So, after having a conversation with one of my students yesterday, I was left terrified – touching my neck to see if I have enlarged thyroid glands.
Years ago in the north of Thailand, the accessibility of salt was scarce. Salt, for those of you who don’t know, contains iodine. Have you ever went to the super market and found on shelves *Iodized Salt*? That’s exactly what I’m here to tell you about. This deficiency alone affects more than 2 billion people on the planet, scientists say.
Now, in America, this is uncommon dee to the readily available iodine in our diets.

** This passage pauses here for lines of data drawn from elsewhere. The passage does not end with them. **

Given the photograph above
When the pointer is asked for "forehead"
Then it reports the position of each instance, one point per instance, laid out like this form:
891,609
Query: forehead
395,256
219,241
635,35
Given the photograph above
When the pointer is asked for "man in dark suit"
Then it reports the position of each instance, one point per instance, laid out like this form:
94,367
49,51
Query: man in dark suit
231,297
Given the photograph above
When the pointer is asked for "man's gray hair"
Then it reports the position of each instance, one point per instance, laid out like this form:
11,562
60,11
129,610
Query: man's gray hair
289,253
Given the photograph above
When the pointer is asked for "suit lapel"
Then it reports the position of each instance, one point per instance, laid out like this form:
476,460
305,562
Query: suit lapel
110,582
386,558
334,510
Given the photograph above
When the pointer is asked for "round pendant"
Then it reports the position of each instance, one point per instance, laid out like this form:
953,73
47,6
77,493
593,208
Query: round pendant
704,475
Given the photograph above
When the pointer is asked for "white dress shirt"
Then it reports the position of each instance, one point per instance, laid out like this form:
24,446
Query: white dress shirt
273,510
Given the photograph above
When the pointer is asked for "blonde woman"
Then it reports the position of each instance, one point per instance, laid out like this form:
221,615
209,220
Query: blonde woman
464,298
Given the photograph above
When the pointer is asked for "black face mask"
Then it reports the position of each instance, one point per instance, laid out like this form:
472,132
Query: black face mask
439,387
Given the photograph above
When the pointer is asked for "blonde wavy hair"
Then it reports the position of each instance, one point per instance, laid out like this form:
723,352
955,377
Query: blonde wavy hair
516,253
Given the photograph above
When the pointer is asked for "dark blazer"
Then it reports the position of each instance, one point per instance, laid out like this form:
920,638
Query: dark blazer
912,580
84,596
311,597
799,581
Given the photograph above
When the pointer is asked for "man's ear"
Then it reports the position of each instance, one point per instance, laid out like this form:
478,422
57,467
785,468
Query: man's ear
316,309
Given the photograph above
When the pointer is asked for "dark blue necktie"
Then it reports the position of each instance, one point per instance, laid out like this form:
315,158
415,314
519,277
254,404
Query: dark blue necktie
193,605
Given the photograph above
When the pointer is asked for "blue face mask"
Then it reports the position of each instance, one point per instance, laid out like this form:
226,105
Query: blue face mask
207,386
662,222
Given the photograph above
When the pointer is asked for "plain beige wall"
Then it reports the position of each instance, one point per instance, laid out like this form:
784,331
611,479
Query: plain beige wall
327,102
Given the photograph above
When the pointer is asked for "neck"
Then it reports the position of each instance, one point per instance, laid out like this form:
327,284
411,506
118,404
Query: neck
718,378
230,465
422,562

However, in parts of Thailand dating back 20-30 years and still a bit common today….suffers heavily from this.
This is an enlargement of the thyroid. A very grotesque looking condition that causes your thyroid to swell up into a small mass that’s the size of a mini soccer ball. I won’t attach any photos because it makes me want to hurl.
Nonetheless, this condition is uncommon in some parts of the world, but I do want to give you some foods that contain iodine just incase you’re lacking it in your daily diet – and I’m not talking about just table spooning salt down your throat, either.
7 Foods That Contain Iodine
1. Sea Vegetables – Kelp
The ocean hosts the largest amount of iodine foods, including Kelp. Kelp has the highest amount of iodine of any food on the planet and just one serving offers 4 times the daily minimum requirement. 1 tablespoon of Kelp contains about 2000/mcg of iodine.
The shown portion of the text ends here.